La tienda de antiguedades
La tienda de antiguedades Cuando se levantaron y tomaron la senda umbrosa que conducía a través del bosque, la niña se adelantó, dejando con sus pasitos una impronta en el musgo, que se elevaba elástico bajo su leve presión y la restituía, como hacen los espejos con la respiración; y así, con frecuentes miradas hacia atrás y alegres ademanes, ora apuntaba furtivamente a algún solitario pájaro que se había posado a piar en una rama atravesada en el camino, ora se detenía a escuchar los cantos que rompían el feliz silencio o a mirar el sol estremecido entre las ramas filtrándose por los troncos cubiertos de hiedra de árboles viejos y robustos que abrían avenidas de luz. Tras haber avanzando un buen trecho, apartando las ramas que se arracimaban en su camino, la serenidad simulada de la niña empezó a calar en su pecho seriamente. El anciano ya no lanzaba atrás miradas de miedo, sino que se sentía a gusto y alegre, pues, cuanto más se adentraban en la profunda sombra verde, más sentían el apacible espíritu de Dios, que los impregnaba de su paz.

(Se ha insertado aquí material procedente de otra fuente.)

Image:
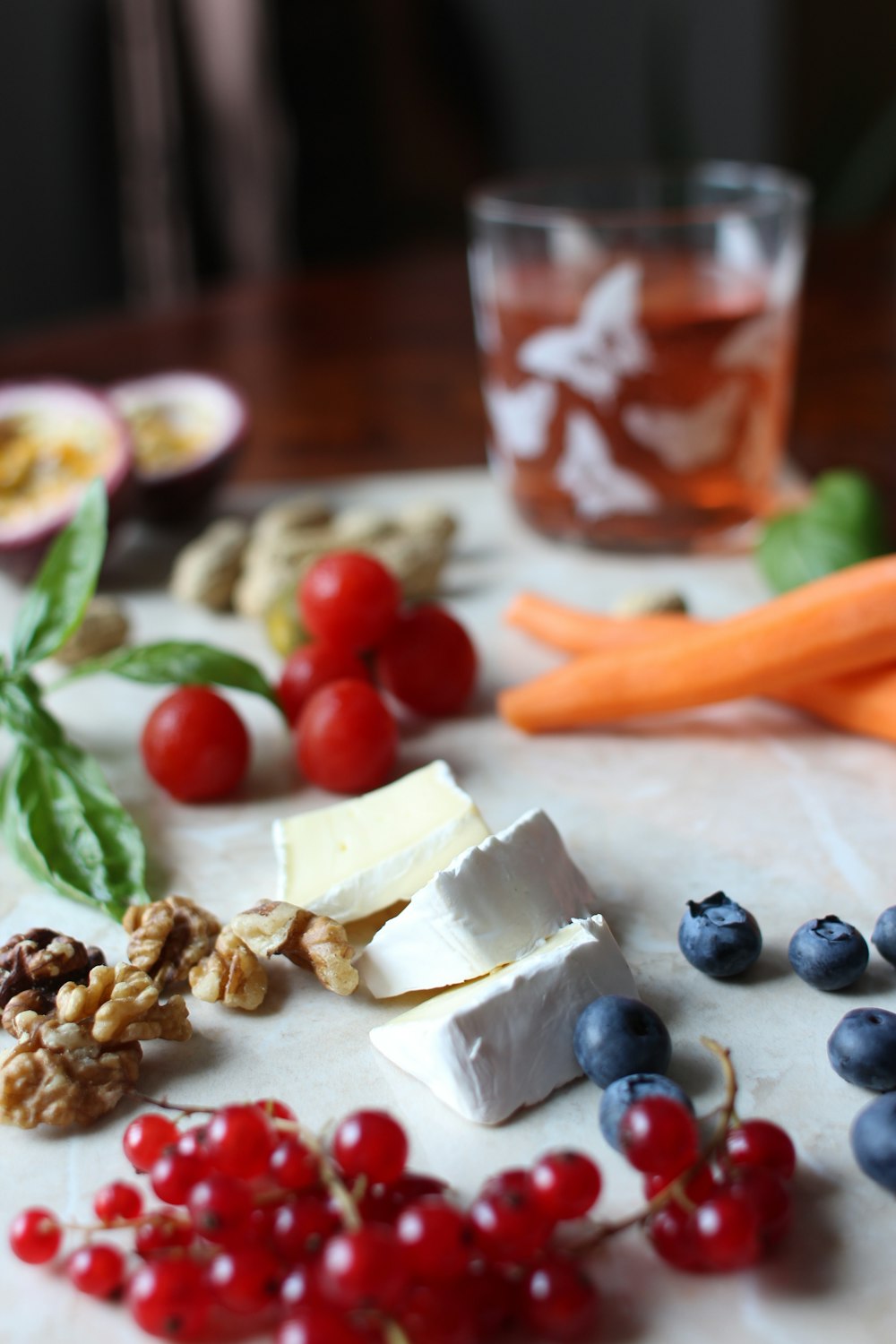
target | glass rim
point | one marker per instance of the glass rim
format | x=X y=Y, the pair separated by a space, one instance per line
x=758 y=190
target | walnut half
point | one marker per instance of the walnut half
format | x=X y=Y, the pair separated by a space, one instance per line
x=231 y=975
x=277 y=927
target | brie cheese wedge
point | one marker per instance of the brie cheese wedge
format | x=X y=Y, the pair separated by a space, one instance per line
x=492 y=905
x=359 y=857
x=505 y=1042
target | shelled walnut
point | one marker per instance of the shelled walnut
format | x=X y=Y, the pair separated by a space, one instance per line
x=277 y=927
x=169 y=937
x=38 y=962
x=74 y=1064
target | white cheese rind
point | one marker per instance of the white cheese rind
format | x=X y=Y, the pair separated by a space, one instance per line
x=505 y=1042
x=492 y=905
x=360 y=857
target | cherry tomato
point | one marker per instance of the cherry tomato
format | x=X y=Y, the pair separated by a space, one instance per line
x=349 y=599
x=346 y=738
x=195 y=745
x=314 y=666
x=427 y=661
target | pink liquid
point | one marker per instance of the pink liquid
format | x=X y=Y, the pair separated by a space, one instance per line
x=694 y=405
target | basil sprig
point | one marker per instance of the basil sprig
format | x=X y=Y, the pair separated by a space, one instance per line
x=842 y=523
x=58 y=816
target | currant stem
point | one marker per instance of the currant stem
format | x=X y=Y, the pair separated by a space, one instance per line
x=676 y=1190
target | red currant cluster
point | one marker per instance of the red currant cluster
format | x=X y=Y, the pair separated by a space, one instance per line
x=261 y=1225
x=720 y=1210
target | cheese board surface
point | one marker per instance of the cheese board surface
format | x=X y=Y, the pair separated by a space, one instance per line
x=790 y=819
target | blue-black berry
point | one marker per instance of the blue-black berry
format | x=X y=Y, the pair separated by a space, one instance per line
x=863 y=1048
x=719 y=937
x=828 y=953
x=874 y=1139
x=616 y=1037
x=884 y=935
x=618 y=1097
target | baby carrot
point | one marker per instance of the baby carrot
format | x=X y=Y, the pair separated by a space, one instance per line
x=839 y=624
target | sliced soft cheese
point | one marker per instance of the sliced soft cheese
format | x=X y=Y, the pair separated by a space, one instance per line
x=360 y=857
x=505 y=1042
x=492 y=905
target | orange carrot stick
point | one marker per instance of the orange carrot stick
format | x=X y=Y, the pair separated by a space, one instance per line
x=839 y=624
x=857 y=702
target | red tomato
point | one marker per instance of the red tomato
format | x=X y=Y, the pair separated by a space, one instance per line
x=346 y=738
x=312 y=667
x=349 y=599
x=195 y=745
x=427 y=661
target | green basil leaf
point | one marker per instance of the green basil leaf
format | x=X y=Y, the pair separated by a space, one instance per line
x=56 y=602
x=842 y=524
x=23 y=714
x=180 y=663
x=64 y=825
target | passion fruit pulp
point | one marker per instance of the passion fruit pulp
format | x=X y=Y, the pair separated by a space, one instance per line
x=56 y=438
x=187 y=429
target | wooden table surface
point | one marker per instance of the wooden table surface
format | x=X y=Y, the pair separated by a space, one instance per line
x=374 y=367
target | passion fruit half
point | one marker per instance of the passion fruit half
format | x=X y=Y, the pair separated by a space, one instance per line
x=56 y=438
x=185 y=430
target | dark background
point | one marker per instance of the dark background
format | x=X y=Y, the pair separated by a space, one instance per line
x=394 y=108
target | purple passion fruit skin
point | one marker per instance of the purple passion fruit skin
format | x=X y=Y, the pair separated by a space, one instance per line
x=56 y=438
x=187 y=430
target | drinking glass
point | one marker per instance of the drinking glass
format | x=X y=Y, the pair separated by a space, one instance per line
x=637 y=332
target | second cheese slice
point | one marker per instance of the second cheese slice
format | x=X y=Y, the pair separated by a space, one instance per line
x=492 y=905
x=363 y=855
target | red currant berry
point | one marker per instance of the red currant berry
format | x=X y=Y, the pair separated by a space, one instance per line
x=383 y=1203
x=169 y=1298
x=147 y=1137
x=672 y=1233
x=246 y=1279
x=371 y=1144
x=293 y=1166
x=559 y=1301
x=116 y=1202
x=564 y=1185
x=769 y=1198
x=319 y=1325
x=174 y=1175
x=161 y=1231
x=659 y=1136
x=509 y=1228
x=273 y=1109
x=761 y=1142
x=427 y=661
x=220 y=1207
x=349 y=599
x=437 y=1314
x=727 y=1233
x=363 y=1269
x=309 y=668
x=239 y=1142
x=97 y=1269
x=303 y=1226
x=35 y=1236
x=435 y=1239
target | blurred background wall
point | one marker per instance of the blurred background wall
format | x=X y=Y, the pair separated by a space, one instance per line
x=152 y=147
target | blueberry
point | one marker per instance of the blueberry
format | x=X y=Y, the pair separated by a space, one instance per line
x=619 y=1096
x=884 y=935
x=863 y=1048
x=616 y=1037
x=828 y=953
x=874 y=1139
x=719 y=937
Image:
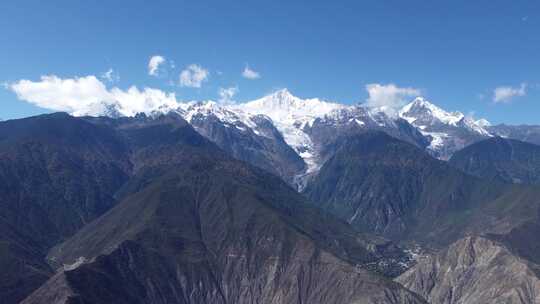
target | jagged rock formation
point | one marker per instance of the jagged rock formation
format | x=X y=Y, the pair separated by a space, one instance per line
x=526 y=133
x=57 y=173
x=448 y=132
x=380 y=184
x=500 y=158
x=188 y=224
x=474 y=270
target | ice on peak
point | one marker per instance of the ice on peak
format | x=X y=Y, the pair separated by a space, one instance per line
x=421 y=110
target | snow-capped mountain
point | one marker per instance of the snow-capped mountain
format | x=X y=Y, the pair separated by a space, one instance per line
x=293 y=137
x=448 y=131
x=291 y=115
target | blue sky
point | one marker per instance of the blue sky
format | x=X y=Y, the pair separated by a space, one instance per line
x=456 y=52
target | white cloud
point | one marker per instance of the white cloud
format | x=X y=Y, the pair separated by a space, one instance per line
x=505 y=94
x=226 y=95
x=154 y=65
x=250 y=74
x=389 y=97
x=89 y=96
x=193 y=76
x=110 y=76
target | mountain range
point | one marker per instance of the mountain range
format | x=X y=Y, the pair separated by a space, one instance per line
x=277 y=200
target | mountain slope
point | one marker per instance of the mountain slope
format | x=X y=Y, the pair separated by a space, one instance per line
x=247 y=137
x=57 y=173
x=449 y=132
x=526 y=133
x=380 y=184
x=474 y=270
x=195 y=228
x=499 y=158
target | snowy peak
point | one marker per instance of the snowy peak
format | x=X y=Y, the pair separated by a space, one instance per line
x=282 y=106
x=421 y=112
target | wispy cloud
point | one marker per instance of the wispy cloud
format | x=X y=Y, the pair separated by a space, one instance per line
x=226 y=95
x=505 y=94
x=250 y=74
x=89 y=96
x=389 y=97
x=110 y=76
x=154 y=65
x=193 y=76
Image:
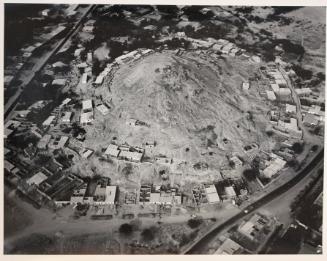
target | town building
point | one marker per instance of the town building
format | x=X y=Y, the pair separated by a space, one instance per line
x=87 y=112
x=290 y=108
x=274 y=167
x=303 y=92
x=112 y=150
x=131 y=156
x=245 y=86
x=103 y=109
x=310 y=120
x=212 y=194
x=37 y=179
x=271 y=96
x=66 y=117
x=58 y=142
x=49 y=121
x=84 y=78
x=43 y=142
x=59 y=82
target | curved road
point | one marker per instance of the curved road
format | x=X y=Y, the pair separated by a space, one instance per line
x=201 y=244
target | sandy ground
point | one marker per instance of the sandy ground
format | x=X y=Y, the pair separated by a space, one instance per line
x=188 y=101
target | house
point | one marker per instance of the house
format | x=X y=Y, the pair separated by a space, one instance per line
x=229 y=247
x=7 y=79
x=86 y=153
x=103 y=109
x=281 y=82
x=48 y=121
x=131 y=156
x=77 y=53
x=275 y=87
x=86 y=118
x=303 y=92
x=88 y=28
x=155 y=198
x=66 y=117
x=245 y=86
x=112 y=150
x=131 y=122
x=45 y=12
x=58 y=142
x=82 y=65
x=78 y=195
x=230 y=192
x=111 y=192
x=99 y=79
x=37 y=179
x=59 y=82
x=43 y=142
x=59 y=64
x=271 y=95
x=315 y=110
x=290 y=108
x=212 y=194
x=255 y=59
x=310 y=120
x=274 y=167
x=87 y=112
x=89 y=57
x=236 y=161
x=87 y=106
x=8 y=166
x=10 y=126
x=84 y=78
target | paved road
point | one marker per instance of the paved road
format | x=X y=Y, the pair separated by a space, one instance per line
x=26 y=76
x=200 y=246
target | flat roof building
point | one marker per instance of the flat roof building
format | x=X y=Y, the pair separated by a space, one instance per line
x=58 y=142
x=37 y=179
x=275 y=166
x=245 y=86
x=110 y=194
x=86 y=118
x=59 y=82
x=303 y=91
x=271 y=95
x=212 y=194
x=84 y=78
x=112 y=150
x=290 y=108
x=49 y=120
x=99 y=80
x=87 y=105
x=44 y=141
x=131 y=156
x=275 y=87
x=103 y=109
x=310 y=120
x=66 y=117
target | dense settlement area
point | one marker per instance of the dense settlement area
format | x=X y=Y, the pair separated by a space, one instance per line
x=60 y=137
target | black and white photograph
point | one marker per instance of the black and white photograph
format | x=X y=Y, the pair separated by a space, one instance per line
x=153 y=129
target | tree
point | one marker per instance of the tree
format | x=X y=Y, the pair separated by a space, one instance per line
x=126 y=229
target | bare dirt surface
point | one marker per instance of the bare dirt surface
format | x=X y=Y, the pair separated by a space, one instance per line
x=188 y=102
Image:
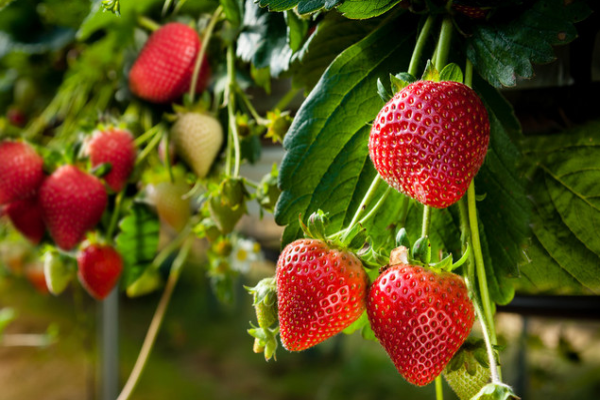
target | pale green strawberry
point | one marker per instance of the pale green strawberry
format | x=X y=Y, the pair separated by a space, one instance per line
x=197 y=138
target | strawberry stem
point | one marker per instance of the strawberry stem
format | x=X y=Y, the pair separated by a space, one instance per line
x=157 y=320
x=418 y=50
x=205 y=40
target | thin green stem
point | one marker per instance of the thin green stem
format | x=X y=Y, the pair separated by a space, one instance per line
x=234 y=136
x=443 y=47
x=156 y=322
x=420 y=45
x=205 y=40
x=439 y=392
x=426 y=221
x=148 y=23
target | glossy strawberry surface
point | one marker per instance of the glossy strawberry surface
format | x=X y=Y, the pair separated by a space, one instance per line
x=114 y=146
x=421 y=318
x=21 y=171
x=72 y=203
x=99 y=269
x=320 y=292
x=430 y=140
x=26 y=217
x=163 y=70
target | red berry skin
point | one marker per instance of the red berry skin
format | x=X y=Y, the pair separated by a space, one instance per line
x=21 y=171
x=26 y=217
x=100 y=267
x=116 y=147
x=163 y=71
x=430 y=140
x=72 y=203
x=320 y=291
x=421 y=318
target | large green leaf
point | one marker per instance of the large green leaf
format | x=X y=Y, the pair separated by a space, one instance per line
x=503 y=48
x=326 y=165
x=565 y=253
x=304 y=6
x=333 y=35
x=137 y=241
x=360 y=9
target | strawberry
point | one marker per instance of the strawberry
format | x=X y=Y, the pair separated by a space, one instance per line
x=21 y=171
x=171 y=205
x=116 y=147
x=430 y=140
x=163 y=71
x=26 y=217
x=420 y=317
x=320 y=291
x=197 y=138
x=72 y=203
x=100 y=267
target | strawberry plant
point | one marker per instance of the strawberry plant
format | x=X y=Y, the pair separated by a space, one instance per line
x=411 y=202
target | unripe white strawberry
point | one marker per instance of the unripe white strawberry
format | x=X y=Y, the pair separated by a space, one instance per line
x=197 y=138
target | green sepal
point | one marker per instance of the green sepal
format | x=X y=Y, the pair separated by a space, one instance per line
x=452 y=72
x=496 y=391
x=383 y=92
x=430 y=73
x=400 y=81
x=265 y=341
x=402 y=239
x=422 y=251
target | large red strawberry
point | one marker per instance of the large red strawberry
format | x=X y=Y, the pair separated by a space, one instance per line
x=26 y=217
x=420 y=317
x=21 y=171
x=114 y=146
x=430 y=140
x=100 y=267
x=163 y=71
x=320 y=291
x=72 y=203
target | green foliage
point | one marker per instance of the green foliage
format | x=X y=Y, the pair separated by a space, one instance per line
x=565 y=250
x=137 y=242
x=503 y=49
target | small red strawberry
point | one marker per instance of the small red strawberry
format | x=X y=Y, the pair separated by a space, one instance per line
x=100 y=267
x=163 y=71
x=420 y=317
x=26 y=217
x=320 y=291
x=430 y=140
x=116 y=147
x=72 y=203
x=21 y=171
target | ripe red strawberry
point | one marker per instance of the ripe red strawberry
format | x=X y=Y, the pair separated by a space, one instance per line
x=197 y=138
x=21 y=171
x=116 y=147
x=100 y=267
x=26 y=217
x=72 y=203
x=420 y=317
x=320 y=292
x=430 y=140
x=163 y=71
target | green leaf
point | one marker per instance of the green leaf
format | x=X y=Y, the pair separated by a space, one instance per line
x=502 y=49
x=326 y=165
x=333 y=35
x=263 y=40
x=565 y=251
x=361 y=9
x=304 y=6
x=137 y=241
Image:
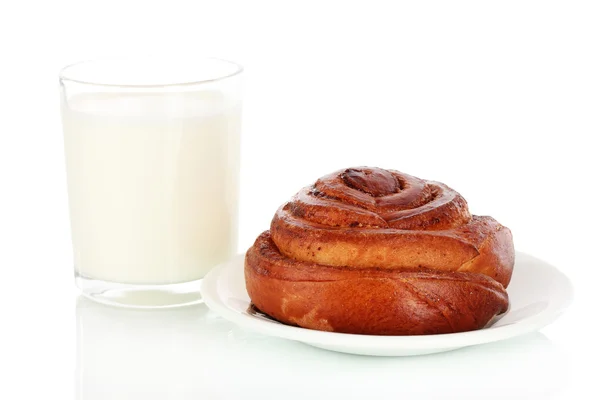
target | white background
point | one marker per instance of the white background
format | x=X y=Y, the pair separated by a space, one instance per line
x=500 y=100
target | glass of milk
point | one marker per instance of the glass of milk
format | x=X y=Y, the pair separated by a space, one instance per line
x=152 y=156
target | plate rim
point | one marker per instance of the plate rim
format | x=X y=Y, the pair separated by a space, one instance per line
x=556 y=306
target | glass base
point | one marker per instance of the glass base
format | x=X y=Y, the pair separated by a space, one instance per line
x=140 y=296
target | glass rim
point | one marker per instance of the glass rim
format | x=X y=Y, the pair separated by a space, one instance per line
x=63 y=76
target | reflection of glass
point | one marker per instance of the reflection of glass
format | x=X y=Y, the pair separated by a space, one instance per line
x=190 y=353
x=152 y=155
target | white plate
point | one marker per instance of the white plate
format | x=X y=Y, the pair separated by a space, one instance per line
x=538 y=294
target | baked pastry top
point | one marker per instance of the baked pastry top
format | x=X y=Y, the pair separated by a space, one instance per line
x=373 y=251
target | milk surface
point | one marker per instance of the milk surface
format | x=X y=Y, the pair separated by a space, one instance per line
x=153 y=184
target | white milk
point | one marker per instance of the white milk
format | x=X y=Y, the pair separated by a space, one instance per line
x=153 y=184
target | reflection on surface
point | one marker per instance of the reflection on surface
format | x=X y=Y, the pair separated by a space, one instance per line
x=190 y=353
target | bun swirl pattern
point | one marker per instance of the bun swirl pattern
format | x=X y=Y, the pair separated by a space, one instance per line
x=372 y=251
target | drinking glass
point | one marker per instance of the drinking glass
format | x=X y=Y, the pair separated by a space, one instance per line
x=152 y=157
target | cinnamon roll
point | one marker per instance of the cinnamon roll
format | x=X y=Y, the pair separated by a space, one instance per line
x=380 y=252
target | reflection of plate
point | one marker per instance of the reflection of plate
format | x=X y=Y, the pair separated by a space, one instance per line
x=538 y=293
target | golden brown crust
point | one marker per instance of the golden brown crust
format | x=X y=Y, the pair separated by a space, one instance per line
x=368 y=301
x=367 y=250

Finalmente, el sendero, ahora menos intricado, los llevó al final del bosque y a una carretera comarcal. Después de una corta distancia, abocaron a un sendero sombreado por ramas que se entrelazaban sobre sus cabezas formando una arcada sobre el estrecho camino. Un desvencijado cartel anunciaba una aldea a cuatro kilómetros y medio de distancia; y hacia allá dirigieron sus pasos.